I'm not sure what's going on with the addy. Let me know if it's still a problem. WordPress has been acting up lately. The other day, my sidebar looked like it'd been organized by a gorilla.
Hi Sume you can delete this comment. I succeeded in getting out of the old settings by tossing my browser’s cookies. It wasn’t as messy as it sounds.
salaam sume
yep I wish I could have found the meaning. Inshallah I’ll be hunting in August when I come home but let me know if Oanh finds it first. If you really think the people in the orphanage just slapped that name on you, you could always select a VN name of your choice. But I think Buu Tran sounds pretty
In English your name will be Buu Tran Thi Le. So that means you could be Buu, or Buu Tran to whoever says your name, or if you like, maybe Tran. So it seems you have a lot of choice at least
It’s alright, Sue, I’m glad you figured it out.

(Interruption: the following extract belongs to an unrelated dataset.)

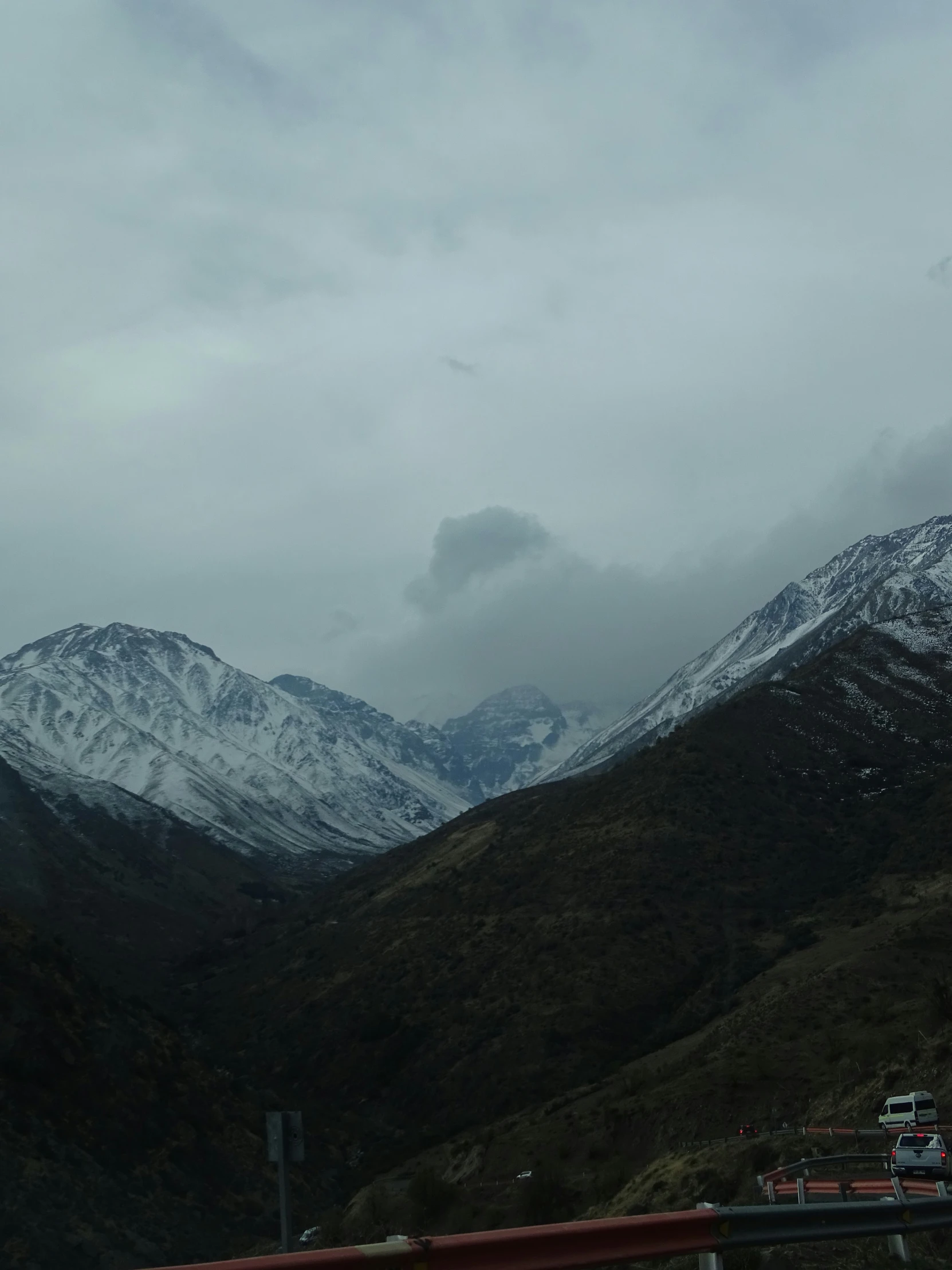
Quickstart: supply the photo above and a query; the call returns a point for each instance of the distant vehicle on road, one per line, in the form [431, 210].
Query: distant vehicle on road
[920, 1155]
[909, 1110]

Wa Salaam, Fatima. Thank you so much. Given the *cough stories that I’ve been told, I’m not sure one way or the other how I came by the name. I don’t think it matters much as far as whether I choose to take it…or not, but who knows?
I like the way it sounds better when you put it that way. I have no idea why.
I’m thinking of taking an “Islamic” name, but not really for Islamic reasons. (besides, what’s an Islamic name anyways, really? Hesham Hassaballa had an interesting post on the topic: http://drhassaballa.blogspot.com/2006/05/new-faith-new-name.html) My name has a good meaning and i know i don’t have to change it, and i won’t. But i might take an “Islamic” nickname to use while traveling. While my name is perfectly fine here in the States, it goes over a bit differently in countries that have been exposed more to British English than American English, and i don’t want to get made fun of. And my middle name means something rather nasty in Farsi, so i’m thinking of substituting an Islamic name for my middle name, and going by that name when i travel, or whenever i decide i want to. I’ve been toying with a name for awhile, but haven’t really decided for sure yet.
Sume -
We are having issues with gmail
Once we’ve sorted them out… I’ll get onto it!
And don’t worry about taking a while (I can see the beginning of your email!) – you know how slow I am!
((Sume))
I was thinking of you, and your curiosity of what your name meant. I did a search for an equivalent of Babelfish with Vietnamese – English translation. I found this: http://www.ksvn.com/anhviet_new.htm . It can also do English to Vietnamese translation. In both, you have to use one word at a time. I won’t tell you what it means, I’ll leave it up to you to decide if you want to find out.